Over 80 disgruntled Dairygold suppliers protested outside the co-op's Mitchelstown headquarters on Friday, voicing their opposition to a number of facets of the milk supply and forecasting agreement.
However, over the weekend, the Dairygold board decided to drop the contentious 2c/l penalty and also announced a number of other sweeteners aimed at enticing farmers to sign up to its terms.
A bonus of 0.35c/l is to be paid on all milk supplied in 2012 to farmers who return the signed milk supply agreements and forecasts before March 31.
In addition, the board announced that it will pay a feed-related subsidy of €5/t on all ruminant feed purchased from Dairygold during 2012.
Announcing the feed subsidy, a statement from the board said it recognised that 2012 was a very difficult and costly year for farmers and the €5/t subsidy will be paid via supplier accounts this month.
While Dairygold has abandoned its plans to impose a 2c/l penalty for farmers who do not sign the milk supply and forecast agreement, the co-op has warned farmers who do not signthat they face lower milk prices for excess milk from 2015 onwards.
The board said that while the co-op would continue to collect milk from farmers who do not sign up, those suppliers would have their 2012 supply base taken as their reference supply volume, by default, for future years.
For any milk supplied above this reference level, farmers could expect to be paid a lower price for this 'excess unplanned milk', the board warned.
Around one-third of Dairygold's 3,000 milk suppliers have already returned their milk supply and forecasting agreements to the co-op, leaving some 2,000 contracts outstanding.
The contracts have generated fierce opposition from a relatively small but very vocal group of around 100 farmers who claim that the contract gives Dairygold the right to revisit the terms of the agreement at any time without any recourse to the farmers who sign up.
However, Dairygold chief executive Jim Woulfe insisted that suppliers had nothing to fear.
"Even though the agreement may appear legalistic in its terminology, there is no entrapment in completing it, so I would encourage everyone to sign the agreement and complete their forecast as requested," he said.
One-to-one meetings between Dairygold and suppliers are to continue in the coming weeks to discuss individual farmer concerns.
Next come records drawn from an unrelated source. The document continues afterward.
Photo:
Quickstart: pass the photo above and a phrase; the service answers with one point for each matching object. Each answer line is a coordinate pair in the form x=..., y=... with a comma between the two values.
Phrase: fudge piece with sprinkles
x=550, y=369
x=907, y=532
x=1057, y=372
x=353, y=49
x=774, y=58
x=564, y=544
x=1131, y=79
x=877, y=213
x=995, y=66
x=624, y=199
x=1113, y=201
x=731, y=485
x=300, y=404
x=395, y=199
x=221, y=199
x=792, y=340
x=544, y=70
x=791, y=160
IFA dairy chairman Kevin Kiersey welcomed the Dairygold move to drop the 2c/l penalty.
"We had clearly told Dairygold before Christmas that the penalty was provocative and unfair to their suppliers and we had urged them to reconsider it," said Mr Kiersey. "I think Dairygold deserve credit for listening to us and to their suppliers, and for adopting a much more positive approach, which is fairer to farmers."
He urged all Dairygold suppliers to actively engage with the co-op's one-to-one sessions aimed at helping farmers with the production forecasting process.
"This is also the opportunity for farmers to gain a detailed understanding of the new milk supply agreement, which is largely legally rooted in the rules of the Society," he added.